Assez industrieux, ils savent coudre et tisser. Le principal objet de leur commerce est le bois de rose ou «cam», qu'ils exportent vers la côte. Les productions du pays sont à peu près les mêmes que celles du Timanni.

Komia, par 9° 22´ de latitude nord, est la première ville du Soulimana. Laing vit ensuite Semba, cité riche et populeuse, où il fut reçu par une bande de musiciens, qui l'accueillirent par leurs fanfares les plus assourdissantes, sinon les plus harmonieuses, et il parvint enfin à Falaba, capitale du pays.

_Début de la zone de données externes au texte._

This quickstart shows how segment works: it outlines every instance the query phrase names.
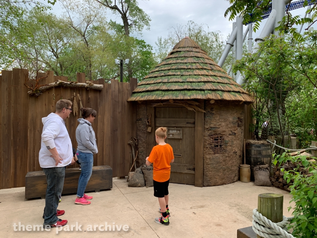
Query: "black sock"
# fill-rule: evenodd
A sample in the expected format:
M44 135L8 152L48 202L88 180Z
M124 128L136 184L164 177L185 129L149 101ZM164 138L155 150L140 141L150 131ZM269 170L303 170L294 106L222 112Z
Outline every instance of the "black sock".
M167 212L166 211L165 212L162 212L162 215L163 216L163 217L166 217L167 216Z

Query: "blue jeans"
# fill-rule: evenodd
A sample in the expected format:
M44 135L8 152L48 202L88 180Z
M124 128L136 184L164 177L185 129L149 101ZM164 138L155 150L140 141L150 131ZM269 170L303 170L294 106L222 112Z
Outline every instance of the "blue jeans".
M66 167L43 168L46 175L47 188L45 197L43 224L55 224L59 220L56 216L59 196L64 186Z
M77 188L77 196L82 197L87 184L93 172L94 155L91 153L84 153L79 150L76 151L76 154L81 166L81 173L79 176Z

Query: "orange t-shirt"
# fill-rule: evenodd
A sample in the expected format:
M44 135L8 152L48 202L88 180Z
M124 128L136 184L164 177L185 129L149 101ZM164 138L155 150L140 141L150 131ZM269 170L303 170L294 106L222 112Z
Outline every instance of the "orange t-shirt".
M153 180L165 182L170 179L171 161L174 158L173 149L168 144L153 148L147 160L153 163Z

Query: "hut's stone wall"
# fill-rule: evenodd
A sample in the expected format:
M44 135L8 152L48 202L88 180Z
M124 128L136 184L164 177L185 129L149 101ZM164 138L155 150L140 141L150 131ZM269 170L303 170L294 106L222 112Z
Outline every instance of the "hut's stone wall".
M146 158L146 102L137 103L137 136L139 146L139 155L136 161L139 168L145 163Z
M237 181L242 162L244 104L205 100L204 186Z

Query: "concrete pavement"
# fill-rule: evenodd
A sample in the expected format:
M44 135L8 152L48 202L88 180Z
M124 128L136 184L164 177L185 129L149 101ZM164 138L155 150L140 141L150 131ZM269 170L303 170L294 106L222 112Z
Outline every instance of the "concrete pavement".
M73 225L74 230L63 230L58 234L55 228L49 231L15 231L15 223L18 225L21 222L26 229L27 225L30 225L28 227L32 230L34 225L42 224L45 200L25 199L24 188L1 189L1 236L235 238L238 229L252 225L252 211L257 207L258 195L266 193L284 195L284 215L291 215L291 211L288 211L291 196L275 187L257 187L252 182L239 182L203 188L171 183L170 224L164 226L154 221L160 214L152 187L129 188L126 180L116 178L113 179L113 183L112 189L87 193L94 196L90 205L75 204L75 195L62 196L58 208L66 212L60 217L68 220L70 230ZM77 227L81 225L81 231L75 230L76 222ZM99 230L104 229L106 222L111 226L112 230ZM112 230L114 225L114 231ZM95 225L96 231L89 231L89 225L93 230ZM128 226L128 229L124 225ZM125 231L124 228L127 230ZM18 230L18 225L16 228ZM23 229L21 227L20 229Z

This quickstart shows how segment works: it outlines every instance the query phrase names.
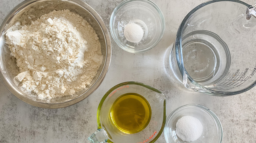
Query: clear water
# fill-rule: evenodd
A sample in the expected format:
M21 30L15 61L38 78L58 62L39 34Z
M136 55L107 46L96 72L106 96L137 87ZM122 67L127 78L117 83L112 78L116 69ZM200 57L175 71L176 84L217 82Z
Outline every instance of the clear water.
M187 73L202 85L212 84L222 78L230 66L226 44L216 34L199 30L182 39L184 67Z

Des témoignages d'estime tout particuliers lui furent donnés par le roi. Celui-ci avait réuni de nombreux corps de troupes dont il passa la revue, auxquels il fit exécuter différentes manœuvres et qui se livrèrent à une longue et curieuse fantasia, tandis que le bruit des tambours, les sons du violon et des autres instruments particuliers au pays écorchaient les oreilles du voyageur. Puis de nombreux «guiriots» se succédèrent pour chanter les louanges du roi, l'arrivée du major, les conséquences heureuses qu'aurait sa venue pour la prospérité du pays et le développement du commerce.

Laing profita de si heureuses dispositions pour demander au roi la permission de visiter les sources du Niger. Celui-ci lui fit à plusieurs reprises de fortes objections sur le danger de cette expédition; mais, sur les instances du voyageur et considérant que «son cœur soupirait après l'eau», il lui accorda enfin la permission qu'il sollicitait avec tant d'insistance.

Laing n'était pas à deux heures de Falaba que l'autorisation était révoquée et qu'il devait renoncer à une course qu'il considérait à bon droit comme très importante.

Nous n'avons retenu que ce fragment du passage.